As the Ravens' red-zone running back last season, McGahee set career highs in yards per carry (5.0) and touchdowns (14). But there had been speculation that the Ravens were shopping McGahee around as recently as a week ago.
"Everybody on this team knows what Willis is capable of," tight end Todd Heap said. "We've seen him make play after play in this league for our team. It's good to have a guy of his caliber right behind Ray Rice. If Ray goes down, he's going to step up."
The results of Rice's test were viewed as positive by the organization. A bruise could sideline him for a week, but a sprain might have knocked him out for multiple weeks.
Rice injured his knee with about 10 minutes left in Sunday's 24-17 win over the Cleveland Browns. After catching a short pass over the middle, he tried to cut back and duck under nose tackle Ahtyba Rubin. But Rubin grabbed the back of Rice's jersey and forced him down to the ground. Rice's right knee bounced hard off M&T Bank Stadium's FieldTurf.
He went to the huddle and initially lined up for the next play before Ravens quarterback Joe Flacco called a timeout. After the stoppage, Rice went to the bench, where the medical staff examined his knee.
Rice has had a slow start this season after finishing second in the NFL in total yards from scrimmage (an average of 127.6) last season. He ranks 21st in total yards (91.7) this year.
"There are going to be injuries throughout the course of the season," Harbaugh said. "Hopefully, we've positioned ourselves with good football players to overcome them. I think we've done that, especially at running back and other positions."
Harbaugh added: "Ray Rice is a good player. We'd sure rather have him."

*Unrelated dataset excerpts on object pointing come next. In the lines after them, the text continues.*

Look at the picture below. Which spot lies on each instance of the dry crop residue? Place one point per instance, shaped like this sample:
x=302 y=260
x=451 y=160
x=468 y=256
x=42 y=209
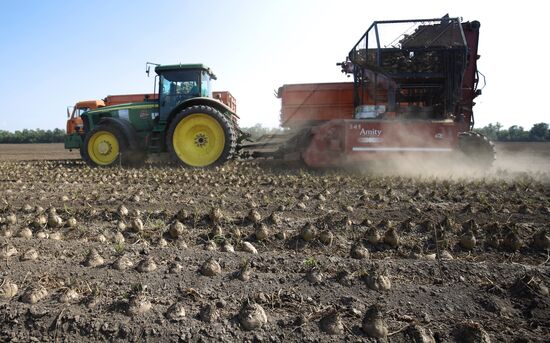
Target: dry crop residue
x=244 y=252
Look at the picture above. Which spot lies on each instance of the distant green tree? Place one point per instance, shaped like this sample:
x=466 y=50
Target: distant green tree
x=539 y=132
x=517 y=133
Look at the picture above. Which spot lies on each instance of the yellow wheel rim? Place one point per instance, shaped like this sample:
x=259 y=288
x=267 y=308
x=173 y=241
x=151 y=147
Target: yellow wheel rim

Besides the availability of Rice, here are other concerns heading into Pittsburgh:
Conduct penalties: The Ravens nearly beat themselves Sunday because they couldn't keep their emotions in check. Almost half the team's penalties were from being out of control.
There was wide receiver Derrick Mason heaving the ball into the air for a delay-of-game penalty, safety Tom Zbikowski tackling Peyton Hillis when he was clearly out of bounds and offensive tackle Michael Oher retaliating against Robaire Smith after the Browns defensive end shoved Heap. That's three penalties in the second half for 35 yards.
Games with Pittsburgh are extra emotional, so Harbaugh might want to remind his players about remaining disciplined.
"You have to focus your energy and channel your emotion to the next play," he said. "When you move out of that, that doesn't help you play well. We have a passionate football team. We want to use our emotions as an advantage. Let's use them to help us win the game."
Pass rush: An emphasis in training camp was improving the pass rush. That hasn't shown up in the regular season so far.
The Ravens have recorded five sacks this season and managed two quarterback hits on Cleveland's Seneca Wallace.
According to Harbaugh, the Ravens have gotten good push on one-on-one battles and have bull-rushed linemen back into quarterbacks.
"We want more sacks," he said. "We want more pressures. We want more quarterback hits."